Perry was drafted by the San Francisco Giants and spent 10 seasons among legendary teammates like Hall of Famer Willie Mays, who said Thursday that Perry “was a good man, a good ballplayer and my good friend. So long old Pal.”

Juan Marichal remembered Perry as “smart, funny, and kind to everyone in the clubhouse. When he talked, you listened.”

“During our 10 seasons together in the San Francisco Giants rotation, we combined to record 369 complete games, more than any pair of teammates in the Major Leagues,” Marichal said. “I will always remember Gaylord for his love and devotion to the game of baseball, his family, and his farm.”

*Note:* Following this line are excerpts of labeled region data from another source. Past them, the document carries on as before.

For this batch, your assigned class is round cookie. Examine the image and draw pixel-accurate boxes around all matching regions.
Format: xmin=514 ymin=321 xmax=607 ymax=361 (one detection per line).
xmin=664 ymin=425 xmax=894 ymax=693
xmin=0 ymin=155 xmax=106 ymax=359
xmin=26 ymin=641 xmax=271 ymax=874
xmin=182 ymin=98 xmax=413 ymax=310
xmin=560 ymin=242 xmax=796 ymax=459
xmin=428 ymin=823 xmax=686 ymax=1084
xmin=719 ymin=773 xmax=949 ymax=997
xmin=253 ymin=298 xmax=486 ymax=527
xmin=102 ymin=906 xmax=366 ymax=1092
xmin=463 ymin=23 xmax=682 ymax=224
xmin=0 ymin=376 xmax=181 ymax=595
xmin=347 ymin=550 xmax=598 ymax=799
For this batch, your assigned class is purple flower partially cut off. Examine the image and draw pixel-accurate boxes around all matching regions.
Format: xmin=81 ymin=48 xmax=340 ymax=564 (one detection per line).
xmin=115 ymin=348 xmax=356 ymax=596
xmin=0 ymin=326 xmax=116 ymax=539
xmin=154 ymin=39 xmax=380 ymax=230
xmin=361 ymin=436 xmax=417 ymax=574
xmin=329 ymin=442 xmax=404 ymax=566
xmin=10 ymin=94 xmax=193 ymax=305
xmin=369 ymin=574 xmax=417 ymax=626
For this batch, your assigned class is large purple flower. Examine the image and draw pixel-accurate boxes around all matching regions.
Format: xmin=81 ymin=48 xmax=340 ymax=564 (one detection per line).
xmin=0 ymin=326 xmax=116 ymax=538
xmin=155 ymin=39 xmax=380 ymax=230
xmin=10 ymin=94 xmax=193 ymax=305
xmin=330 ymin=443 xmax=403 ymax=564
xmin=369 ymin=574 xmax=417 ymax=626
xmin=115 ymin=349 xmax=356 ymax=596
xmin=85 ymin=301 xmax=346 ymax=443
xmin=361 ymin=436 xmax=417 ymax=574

Perry, who pitched for eight major-league teams from 1962 until 1983, was a five-time All-Star who was elected to the Hall of Fame in 1991. He had a career record of 314-255, finished with 3,554 strikeouts and used a pitching style where he doctored baseballs or made batters believe he was doctoring them.

The National Baseball Hall of Fame said in a statement that Perry was “one of the greatest pitchers of his generation.” The Texas Rangers, whom Perry played for twice, said in a statement that the pitcher was “a fierce competitor every time he took the ball and more often than not gave the Rangers an opportunity to win the game.”

“The Rangers express their sincere condolences to Gaylord’s family at this difficult time,” the team’s statement said. “This baseball great will be missed.”

Perry’s 1974 autobiography was titled “Me and the Spitter,” and he wrote it in that when he started in 1962 he was the “11th man on an 11-man pitching staff” for the Giants. He needed an edge and learned the spitball from San Francisco teammate Bob Shaw.

Perry said he first threw it in May 1964 against the New York Mets, pitched 10 innings without giving up a run and soon after entered the Giants’ starting rotation.

He also wrote in the book that he chewed slippery elm bark to build up his saliva, and eventually stopped throwing the pitch in 1968 after MLB ruled pitchers could no longer touch their fingers to their mouths before touching the baseball.

According to his book, he looked for other substances, like petroleum jelly, to doctor the baseball. He used various motions and routines to touch different parts of his jersey and body to get hitters thinking he was applying a foreign substance.

Giants teammate Orlando Cepeda said Perry had “a great sense of humor … a great personality and was my baseball brother.”

“In all my years in baseball, I never saw a right-handed hurler have such a presence on the field and in the clubhouse,” Cepeda added.

Seattle Mariners Chairman John Stanton said in a release that he spoke with Perry during his last visit to Seattle, saying Perry was, “delightful and still passionate in his opinions on the game, and especially on pitching.

Perry was ejected from a game just once for doctoring a baseball – when he was with Seattle in August 1982. In his final season with Kansas City, Perry and teammate Leon Roberts tried to hide George Brett’s infamous pine-tar bat in the clubhouse but was stopped by a guard. Perry was ejected for his role in that game, too.

After his career, Perry founded the baseball program at Limestone College in Gaffney and was its coach for the first three years.

Perry is survived by wife Deborah, and three of his four children in Allison, Amy and Beth. Perry’s son Jack had previously died.

Deborah Perry said in a statement to The AP that Gaylord Perry was “an esteemed public figure who inspired millions of fans and was a devoted husband, father, friend and mentor who changed the lives of countless people with his grace, patience and spirit.”

The Hall of Fame’s statement noted that Perry often returned for induction weekend “to be with his friends and fans.”

“We extend our deepest sympathy to his wife, Deborah, and the entire Perry family,” Baseball Hall of Fame chairman Jane Forbes Clark said.